Service Lifecycle Management 101: Integrating with Management Processes

One of the questions certain to arise from discussions of service lifecycle management is how VNFs are managed.  The pat answer to this is “similar to the way that the physical network functions (PNFs) that the VNFs replace were managed.”  Actually, it’s not so pat a response, either.  It is very desirable that management practices already in place be altered by NFV or any new technology only when the alternation is a significant net benefit.  Let’s then start with the management of the PNFs.
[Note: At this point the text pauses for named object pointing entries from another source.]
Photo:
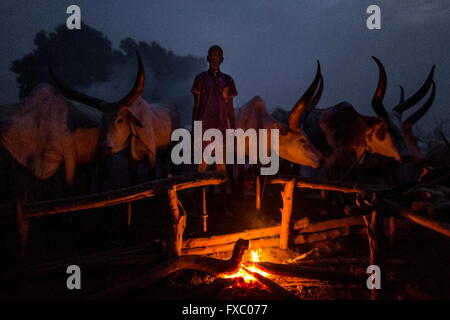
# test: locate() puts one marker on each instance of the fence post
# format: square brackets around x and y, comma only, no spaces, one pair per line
[375,234]
[23,227]
[129,212]
[178,224]
[288,196]
[258,193]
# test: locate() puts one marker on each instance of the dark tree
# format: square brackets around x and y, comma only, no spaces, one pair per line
[169,76]
[80,57]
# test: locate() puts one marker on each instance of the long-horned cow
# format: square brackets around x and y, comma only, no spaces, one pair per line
[294,143]
[344,136]
[132,122]
[45,131]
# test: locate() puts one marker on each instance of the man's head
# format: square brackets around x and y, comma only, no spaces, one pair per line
[215,57]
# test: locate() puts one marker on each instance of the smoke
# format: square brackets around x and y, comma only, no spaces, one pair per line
[173,91]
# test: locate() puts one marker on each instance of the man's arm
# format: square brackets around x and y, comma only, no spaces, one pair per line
[230,113]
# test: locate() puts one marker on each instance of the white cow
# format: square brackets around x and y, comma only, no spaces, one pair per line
[45,131]
[294,143]
[132,122]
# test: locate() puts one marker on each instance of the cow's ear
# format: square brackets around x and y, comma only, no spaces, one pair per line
[135,121]
[281,127]
[381,132]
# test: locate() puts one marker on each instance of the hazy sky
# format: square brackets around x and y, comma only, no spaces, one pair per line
[270,46]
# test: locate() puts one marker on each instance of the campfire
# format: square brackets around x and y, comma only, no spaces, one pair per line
[248,279]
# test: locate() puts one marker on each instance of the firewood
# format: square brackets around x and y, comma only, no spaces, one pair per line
[273,286]
[299,271]
[178,224]
[330,224]
[321,236]
[433,224]
[342,186]
[343,261]
[271,242]
[119,196]
[288,196]
[233,237]
[194,262]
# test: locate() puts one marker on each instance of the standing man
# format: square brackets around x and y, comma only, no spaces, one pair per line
[213,105]
[213,99]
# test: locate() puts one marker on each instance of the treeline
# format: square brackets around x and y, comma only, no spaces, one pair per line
[86,60]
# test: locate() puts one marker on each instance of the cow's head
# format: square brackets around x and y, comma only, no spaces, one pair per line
[295,145]
[118,122]
[388,135]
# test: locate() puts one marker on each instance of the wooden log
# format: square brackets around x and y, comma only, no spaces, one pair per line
[204,211]
[329,224]
[273,286]
[178,224]
[129,212]
[233,237]
[271,242]
[124,195]
[258,193]
[341,261]
[297,270]
[321,184]
[375,235]
[430,223]
[288,196]
[23,228]
[321,236]
[200,263]
[392,228]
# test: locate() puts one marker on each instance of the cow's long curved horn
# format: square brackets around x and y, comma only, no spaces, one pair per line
[377,100]
[74,94]
[402,95]
[303,103]
[408,103]
[423,109]
[138,87]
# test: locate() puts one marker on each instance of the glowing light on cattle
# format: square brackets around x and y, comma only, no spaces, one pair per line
[241,273]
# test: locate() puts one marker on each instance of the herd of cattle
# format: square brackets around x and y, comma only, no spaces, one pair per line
[57,129]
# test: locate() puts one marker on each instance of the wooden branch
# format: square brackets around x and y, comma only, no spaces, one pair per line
[346,187]
[321,236]
[340,261]
[119,196]
[433,224]
[178,224]
[23,227]
[273,286]
[204,211]
[288,196]
[329,224]
[258,193]
[271,242]
[233,237]
[375,235]
[297,270]
[200,263]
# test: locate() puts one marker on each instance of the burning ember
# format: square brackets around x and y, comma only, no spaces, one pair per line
[248,279]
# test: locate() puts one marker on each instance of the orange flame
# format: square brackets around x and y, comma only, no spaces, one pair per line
[241,273]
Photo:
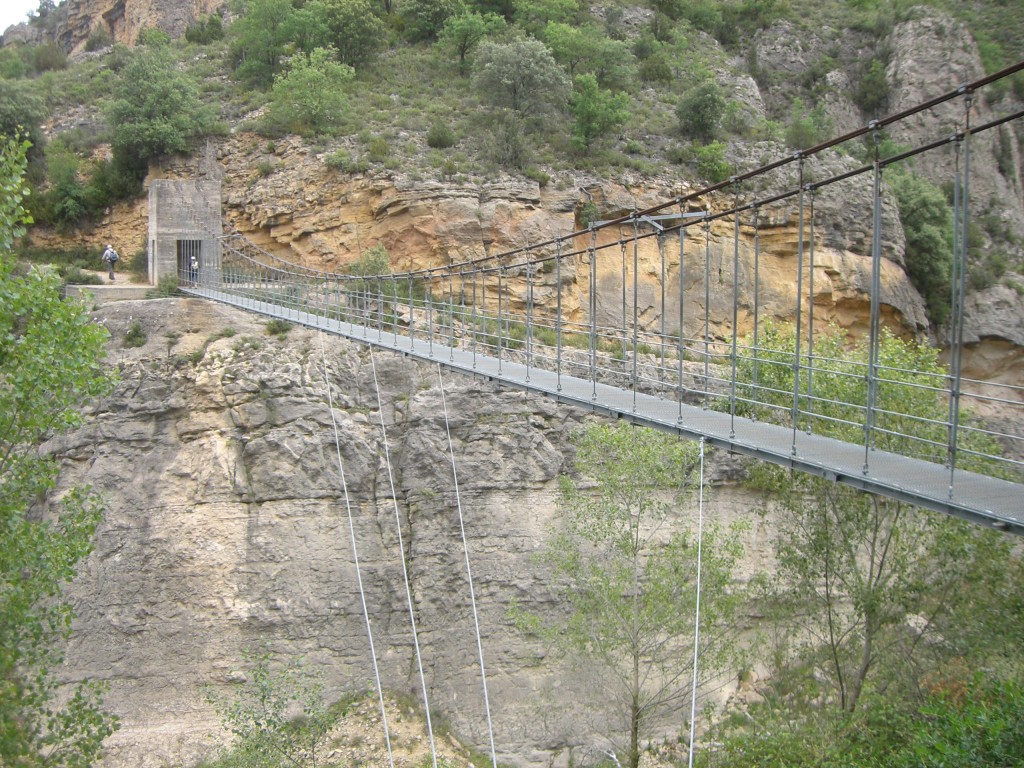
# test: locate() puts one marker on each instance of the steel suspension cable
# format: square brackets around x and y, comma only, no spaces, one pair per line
[404,569]
[355,554]
[469,572]
[696,612]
PNFs, meaning devices or systems of devices, are represented in the service model by a low-level (meaning close-to-resource) intent model.  That model exposes a set of parameters, some of which might relate to an SLA and others simply to the state of the operation the model represents.  The general rule of model hierarchies is that these parameters are populated from data exposed by the stuff within/below.  In the case of our hypothetical PNF-related intent model, the stuff below is the device or device system and the set of management parameters it offers, presumably in a MIB.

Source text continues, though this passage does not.